CKD-related death rates in children aged 5–14 years (Global Burden of Disease [83])

Transplantation is by far the most common treatment modality in most countries, accounting for 60–80% of patients receiving KRT (Table 54.3). Here again, differences among countries are substantial. For example, fewer than 10% of children on KRT are maintained with a kidney transplant in Belarus, compared with over 90% in Japan and Finland [84]. Recent data show that differences among countries were explained by factors such as the deceased donor rate, the pediatric priority from deceased donor programs, the living donation rate, and healthcare funding models [85]. Compared to adults, children are much more likely to be treated by transplantation due to a combination of fewer comorbidities, higher availability of living donors and, in some cases, preferential allocation of deceased donor kidneys.

Causes of ESKD

the distribution of primary kidney diseases in children reaching ESKD is different than the distribution in children with CKD. Although CAKUT is the most prevalent cause also in children with ESKD, a relatively higher proportion of ESKD cases is caused by glomerular diseases reflecting the faster progression and higher risk of ESKD of this disease group. However, a recent large cohort study from Israel demonstrated that young adults (16–25 years old) with a medical history of kidney disease in childhood but with normal serum creatinine, blood pressure and no proteinuria presented a four-fold increased risk of ESKD over a 30 year follow-up [86]. This underlines the impact of kidney diseases in childhood on ESKD in adulthood and supports long-term follow up of these patients.
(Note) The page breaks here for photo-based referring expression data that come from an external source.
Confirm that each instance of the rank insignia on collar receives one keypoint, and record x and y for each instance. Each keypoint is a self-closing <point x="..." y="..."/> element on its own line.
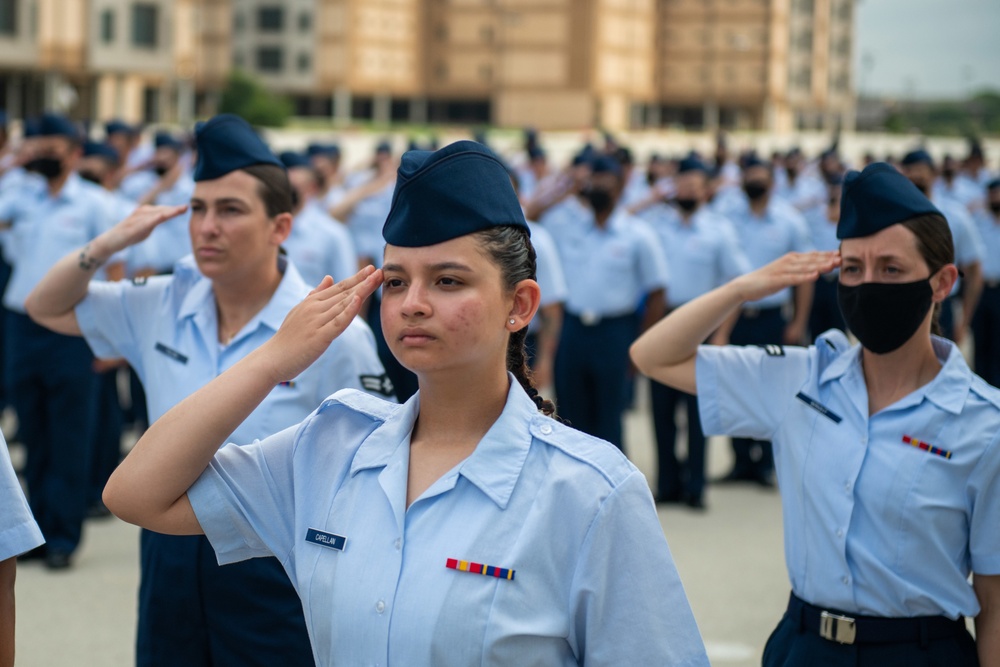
<point x="380" y="384"/>
<point x="479" y="568"/>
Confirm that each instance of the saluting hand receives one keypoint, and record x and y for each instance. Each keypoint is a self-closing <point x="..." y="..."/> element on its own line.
<point x="795" y="268"/>
<point x="313" y="324"/>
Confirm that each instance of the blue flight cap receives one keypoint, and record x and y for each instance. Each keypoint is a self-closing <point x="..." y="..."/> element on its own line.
<point x="164" y="139"/>
<point x="691" y="163"/>
<point x="460" y="189"/>
<point x="291" y="160"/>
<point x="116" y="126"/>
<point x="95" y="149"/>
<point x="919" y="156"/>
<point x="604" y="164"/>
<point x="879" y="197"/>
<point x="54" y="125"/>
<point x="226" y="143"/>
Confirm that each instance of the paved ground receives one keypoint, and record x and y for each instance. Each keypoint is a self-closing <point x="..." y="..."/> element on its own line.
<point x="729" y="557"/>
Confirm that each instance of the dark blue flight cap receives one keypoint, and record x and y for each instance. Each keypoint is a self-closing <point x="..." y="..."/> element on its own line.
<point x="919" y="156"/>
<point x="460" y="189"/>
<point x="226" y="143"/>
<point x="95" y="149"/>
<point x="879" y="197"/>
<point x="166" y="140"/>
<point x="54" y="125"/>
<point x="691" y="163"/>
<point x="291" y="160"/>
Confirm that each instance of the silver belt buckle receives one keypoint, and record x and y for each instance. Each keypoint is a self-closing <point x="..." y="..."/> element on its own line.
<point x="840" y="629"/>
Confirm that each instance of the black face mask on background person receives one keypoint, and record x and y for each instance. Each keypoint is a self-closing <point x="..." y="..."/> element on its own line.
<point x="600" y="199"/>
<point x="883" y="316"/>
<point x="686" y="204"/>
<point x="755" y="189"/>
<point x="48" y="167"/>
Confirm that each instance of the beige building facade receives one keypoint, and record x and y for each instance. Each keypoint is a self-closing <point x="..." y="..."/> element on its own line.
<point x="617" y="64"/>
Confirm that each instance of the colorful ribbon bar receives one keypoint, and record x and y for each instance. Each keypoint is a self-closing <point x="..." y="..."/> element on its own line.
<point x="479" y="568"/>
<point x="926" y="446"/>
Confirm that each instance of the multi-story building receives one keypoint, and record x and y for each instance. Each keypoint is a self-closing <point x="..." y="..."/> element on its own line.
<point x="776" y="64"/>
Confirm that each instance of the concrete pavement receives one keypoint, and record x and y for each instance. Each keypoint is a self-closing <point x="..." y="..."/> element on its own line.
<point x="730" y="559"/>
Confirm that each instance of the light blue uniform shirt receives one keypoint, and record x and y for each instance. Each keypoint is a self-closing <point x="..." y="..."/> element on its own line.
<point x="873" y="524"/>
<point x="766" y="238"/>
<point x="988" y="227"/>
<point x="18" y="531"/>
<point x="46" y="229"/>
<point x="608" y="270"/>
<point x="166" y="328"/>
<point x="593" y="582"/>
<point x="319" y="245"/>
<point x="702" y="253"/>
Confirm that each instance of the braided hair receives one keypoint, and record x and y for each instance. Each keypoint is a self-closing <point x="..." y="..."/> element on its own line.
<point x="510" y="249"/>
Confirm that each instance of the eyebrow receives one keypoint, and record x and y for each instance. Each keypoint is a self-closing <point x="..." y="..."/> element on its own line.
<point x="441" y="266"/>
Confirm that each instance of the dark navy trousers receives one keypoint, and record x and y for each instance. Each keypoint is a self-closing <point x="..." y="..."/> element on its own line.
<point x="196" y="613"/>
<point x="591" y="370"/>
<point x="760" y="327"/>
<point x="50" y="382"/>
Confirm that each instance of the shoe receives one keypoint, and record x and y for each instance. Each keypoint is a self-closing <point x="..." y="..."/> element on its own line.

There are also very specific local factors. For example, congenital nephrotic syndrome of the Finnish type, explains the very high prevalence of childhood KRT in Finland. Finally, the difference in the distribution of the causes of ESKD in children vs. adults and especially the absence of diabetes or hypertension induced ESKD explains the moderate increase in the prevalence of ESKD in children (+16.6%) in contrast with the major growth experienced by the entire ESKD population (+77%) between 2000 and 2017 in the US [72].

Conclusion

CKD and ESKD in children is a significant public health burden worldwide. Despite significant effort to collect data on children with CKD, the incidence and prevalence of CKD are underestimated in many parts of the world and further studies aiming at improving early CKD diagnosis and at developing effective strategies to slow down CKD progression are needed. For children reaching ESKD, the main challenge is the access to KRT and especially transplantation that remain unavailable to the majority of children with ESKD worldwide.